A Scandal of the Particular
A Scandal of the Particular is an intelligent thriller about the romantic and ethical struggles of a disillusioned lawyer.
In Steve Hamilton’s disturbing thriller A Scandal of the Particular, Vancouver’s criminal justice system roils with controversies.
Kazan is a disillusioned lawyer who has fallen into drunken limbo after a separation from his romantic partner, Briar. Briar moved on to a relationship with Smith, a corrupt judge who uses his position for personal gain. The suspicious overdose death of a young idealistic gay man with connections to the city’s lawyers, detectives, judges, and suspects sets Kazan into motion, though.
Kazan travels between courthouses, needle exchange sites, and seedy bars, revealing Vancouver’s underbelly. It’s a city tinged with corruption, and Kazan runs into reminders of old cases—regarding the treatment of First Nations people and involving those who are mentally ill—as he goes. His travails are detailed in atmospheric terms: the book makes note of the gloomy, rain-soaked darkness, which is made to evoke the spiritual turmoil that exists within Kazan.

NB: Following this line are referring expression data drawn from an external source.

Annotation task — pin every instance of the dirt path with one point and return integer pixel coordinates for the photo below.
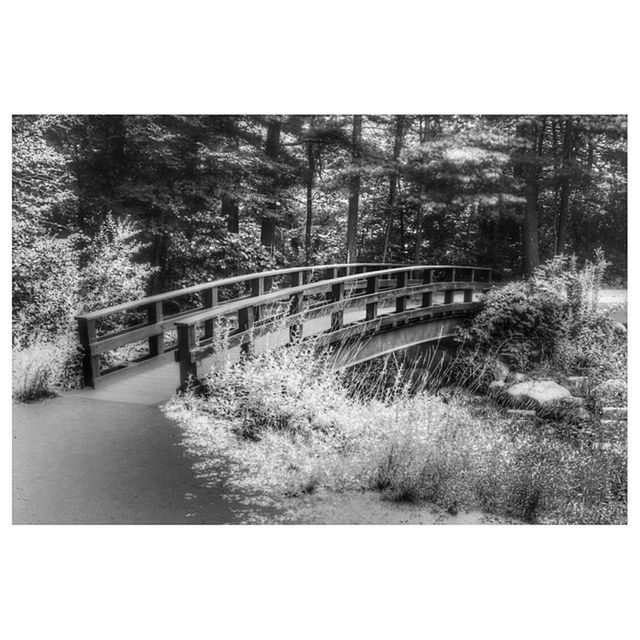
(83, 461)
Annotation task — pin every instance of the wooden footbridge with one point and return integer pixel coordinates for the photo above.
(361, 311)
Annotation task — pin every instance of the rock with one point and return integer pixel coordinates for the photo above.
(500, 370)
(497, 387)
(611, 393)
(515, 378)
(577, 415)
(537, 393)
(572, 401)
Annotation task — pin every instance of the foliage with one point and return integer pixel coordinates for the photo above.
(294, 428)
(40, 367)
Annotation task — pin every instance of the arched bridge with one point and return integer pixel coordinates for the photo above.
(366, 310)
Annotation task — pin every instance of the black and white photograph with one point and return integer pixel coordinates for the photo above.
(321, 320)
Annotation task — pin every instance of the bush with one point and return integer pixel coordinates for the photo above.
(293, 428)
(551, 321)
(41, 367)
(55, 279)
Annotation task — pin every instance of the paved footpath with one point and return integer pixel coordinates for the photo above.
(80, 460)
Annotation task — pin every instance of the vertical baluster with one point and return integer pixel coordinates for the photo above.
(401, 300)
(372, 307)
(246, 320)
(209, 300)
(154, 316)
(186, 346)
(295, 306)
(448, 294)
(331, 274)
(90, 362)
(337, 317)
(427, 296)
(257, 289)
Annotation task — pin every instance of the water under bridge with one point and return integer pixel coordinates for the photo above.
(359, 311)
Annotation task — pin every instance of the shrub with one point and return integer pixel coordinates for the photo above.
(293, 428)
(552, 319)
(42, 366)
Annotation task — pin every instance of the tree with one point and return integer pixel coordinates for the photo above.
(354, 190)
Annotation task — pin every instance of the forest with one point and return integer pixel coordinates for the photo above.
(110, 208)
(195, 198)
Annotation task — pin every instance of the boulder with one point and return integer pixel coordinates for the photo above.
(611, 393)
(544, 394)
(515, 378)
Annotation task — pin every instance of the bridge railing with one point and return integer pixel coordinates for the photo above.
(368, 289)
(151, 321)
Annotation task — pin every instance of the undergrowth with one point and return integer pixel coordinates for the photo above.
(295, 426)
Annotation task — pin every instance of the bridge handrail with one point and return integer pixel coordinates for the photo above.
(249, 306)
(196, 288)
(238, 305)
(190, 349)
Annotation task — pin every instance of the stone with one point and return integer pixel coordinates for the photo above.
(497, 387)
(537, 393)
(500, 370)
(577, 415)
(611, 393)
(572, 401)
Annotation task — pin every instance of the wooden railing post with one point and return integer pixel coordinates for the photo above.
(90, 362)
(401, 300)
(337, 317)
(154, 315)
(209, 300)
(246, 320)
(372, 307)
(427, 296)
(257, 289)
(330, 274)
(295, 306)
(186, 344)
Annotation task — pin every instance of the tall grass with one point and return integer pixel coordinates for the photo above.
(295, 426)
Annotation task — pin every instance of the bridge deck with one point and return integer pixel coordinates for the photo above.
(156, 385)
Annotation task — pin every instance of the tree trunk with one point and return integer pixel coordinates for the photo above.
(565, 186)
(310, 175)
(231, 211)
(269, 221)
(394, 178)
(417, 254)
(354, 191)
(528, 170)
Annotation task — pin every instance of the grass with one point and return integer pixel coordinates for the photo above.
(39, 368)
(293, 427)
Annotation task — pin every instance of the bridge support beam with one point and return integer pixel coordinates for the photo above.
(186, 343)
(246, 321)
(209, 300)
(337, 296)
(372, 307)
(401, 301)
(90, 362)
(154, 315)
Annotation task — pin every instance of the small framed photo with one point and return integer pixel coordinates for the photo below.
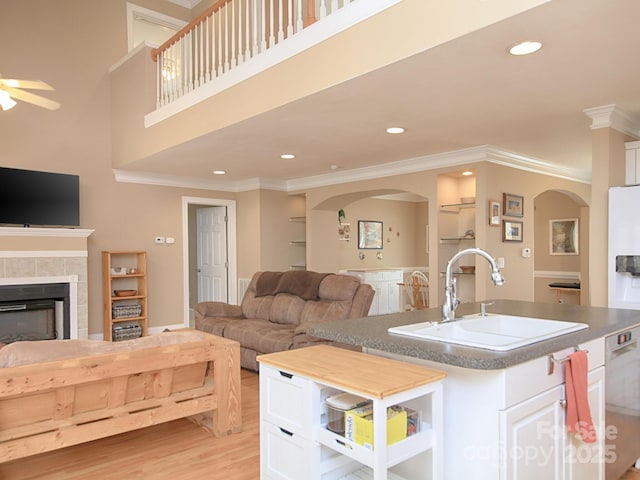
(563, 236)
(513, 205)
(511, 231)
(494, 213)
(369, 235)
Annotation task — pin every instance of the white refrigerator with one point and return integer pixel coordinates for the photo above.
(624, 247)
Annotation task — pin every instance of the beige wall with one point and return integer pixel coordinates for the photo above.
(436, 185)
(548, 206)
(403, 245)
(71, 44)
(84, 38)
(420, 24)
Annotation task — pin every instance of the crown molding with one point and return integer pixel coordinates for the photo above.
(186, 3)
(44, 232)
(610, 116)
(483, 153)
(159, 179)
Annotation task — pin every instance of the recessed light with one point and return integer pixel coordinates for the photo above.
(525, 48)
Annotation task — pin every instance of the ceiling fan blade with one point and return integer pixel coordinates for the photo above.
(32, 98)
(30, 84)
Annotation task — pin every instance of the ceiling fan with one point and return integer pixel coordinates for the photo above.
(11, 88)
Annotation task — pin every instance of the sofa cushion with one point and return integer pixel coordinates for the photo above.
(260, 335)
(338, 287)
(256, 307)
(286, 309)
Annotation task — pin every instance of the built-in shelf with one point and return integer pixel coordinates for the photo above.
(455, 207)
(455, 239)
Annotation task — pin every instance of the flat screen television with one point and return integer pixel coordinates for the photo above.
(31, 198)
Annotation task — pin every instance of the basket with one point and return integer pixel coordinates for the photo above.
(126, 311)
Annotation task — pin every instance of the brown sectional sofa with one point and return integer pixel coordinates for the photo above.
(278, 309)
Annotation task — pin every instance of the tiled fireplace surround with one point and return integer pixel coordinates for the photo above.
(49, 255)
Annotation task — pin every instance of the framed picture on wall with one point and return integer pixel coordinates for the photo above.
(369, 235)
(494, 213)
(511, 231)
(513, 205)
(563, 236)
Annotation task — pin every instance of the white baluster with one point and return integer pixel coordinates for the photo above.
(271, 26)
(173, 73)
(254, 44)
(207, 43)
(299, 21)
(201, 51)
(185, 83)
(247, 31)
(280, 22)
(158, 82)
(234, 50)
(263, 28)
(289, 18)
(226, 37)
(219, 16)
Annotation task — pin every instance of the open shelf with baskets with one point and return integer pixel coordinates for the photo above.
(301, 436)
(124, 292)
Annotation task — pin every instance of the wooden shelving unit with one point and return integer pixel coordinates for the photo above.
(295, 441)
(124, 270)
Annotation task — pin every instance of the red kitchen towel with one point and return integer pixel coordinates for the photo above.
(578, 417)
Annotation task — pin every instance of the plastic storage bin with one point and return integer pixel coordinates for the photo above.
(337, 405)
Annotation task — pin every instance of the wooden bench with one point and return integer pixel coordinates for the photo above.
(49, 405)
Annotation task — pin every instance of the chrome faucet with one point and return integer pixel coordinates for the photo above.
(451, 300)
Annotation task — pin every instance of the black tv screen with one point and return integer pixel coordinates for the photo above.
(39, 198)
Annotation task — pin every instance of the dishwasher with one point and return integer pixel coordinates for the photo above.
(622, 398)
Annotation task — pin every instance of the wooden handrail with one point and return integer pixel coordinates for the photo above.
(187, 28)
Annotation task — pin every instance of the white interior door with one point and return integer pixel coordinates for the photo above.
(212, 261)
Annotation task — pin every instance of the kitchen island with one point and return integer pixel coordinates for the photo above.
(504, 411)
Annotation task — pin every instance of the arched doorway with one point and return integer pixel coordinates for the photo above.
(561, 247)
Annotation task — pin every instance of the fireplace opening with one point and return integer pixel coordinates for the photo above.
(34, 312)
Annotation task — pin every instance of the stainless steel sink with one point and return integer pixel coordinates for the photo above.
(492, 332)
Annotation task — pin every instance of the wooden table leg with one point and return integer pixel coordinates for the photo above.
(227, 418)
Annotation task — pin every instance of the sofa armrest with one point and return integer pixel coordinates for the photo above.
(217, 309)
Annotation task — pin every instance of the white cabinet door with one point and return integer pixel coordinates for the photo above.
(531, 440)
(537, 444)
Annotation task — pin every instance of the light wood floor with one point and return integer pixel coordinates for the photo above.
(177, 450)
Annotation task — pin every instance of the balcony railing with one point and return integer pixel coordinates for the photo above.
(228, 34)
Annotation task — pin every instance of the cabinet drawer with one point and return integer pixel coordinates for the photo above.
(528, 379)
(286, 400)
(284, 455)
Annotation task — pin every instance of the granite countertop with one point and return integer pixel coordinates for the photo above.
(371, 332)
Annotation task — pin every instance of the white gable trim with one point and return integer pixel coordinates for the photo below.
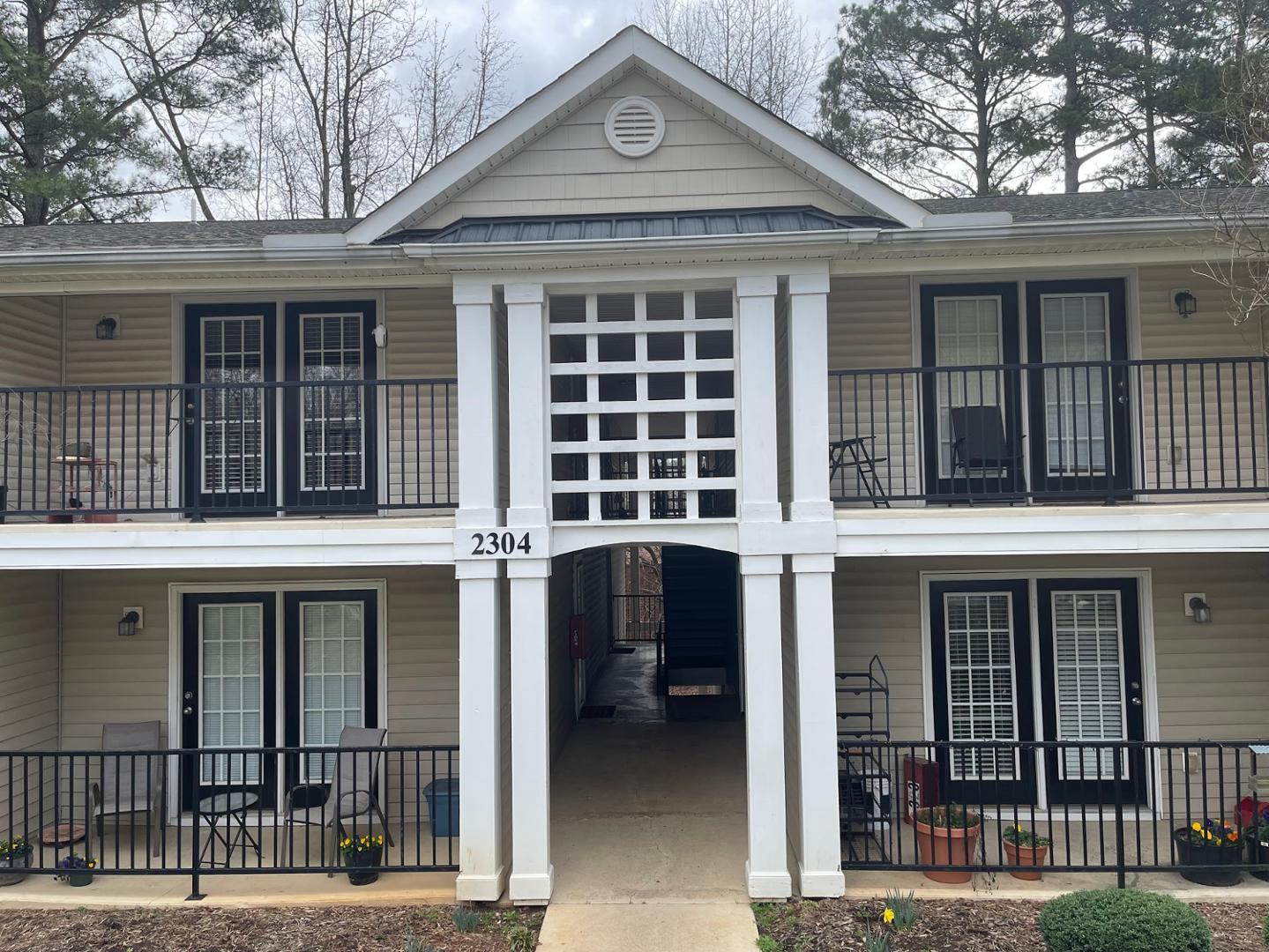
(623, 52)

Kazan’s struggles with the morality of the justice system motivate him throughout. At his opposite is Smith, a man without a moral compass who views the courts as a system to be gamed. His attitude toward his profession is exposed with narrative skill in a scene where he enacts harsh penalties on an underprivileged woman without paying attention to the extenuating circumstances of her crime. Passing judgement is treated as an interruption rather than a solemn responsibility.
Briar, on the other hand, is minimally fleshed out. She is a romantic ideal for Kazan, a fantasy woman who waits for him to come home in a steamy bathtub. Her motivations are hazy; Kazan and Smith are polar opposites, and her ability to move between such divergent romantic partners strains credulity.
The book depicts the crime at the center of the story early on, so there is no doubt about who is guilty. Its suspense comes not from finding a culprit but rather from observing the machinations of social and legal systems and discovering the contortions individuals go through either to hide or to uncover crimes.
Though it is engaging when disclosing the motivations and inner lives of the cast through introspective passages, the prose is also awkward at times. Adrenaline is said to rush through a character like a “runaway Japanese subway train”; cliches arise, too, as when Kazan reflects that “one’s identity comes from within.”
A Scandal of the Particular is a thriller about the romantic and ethical struggles of a disillusioned lawyer.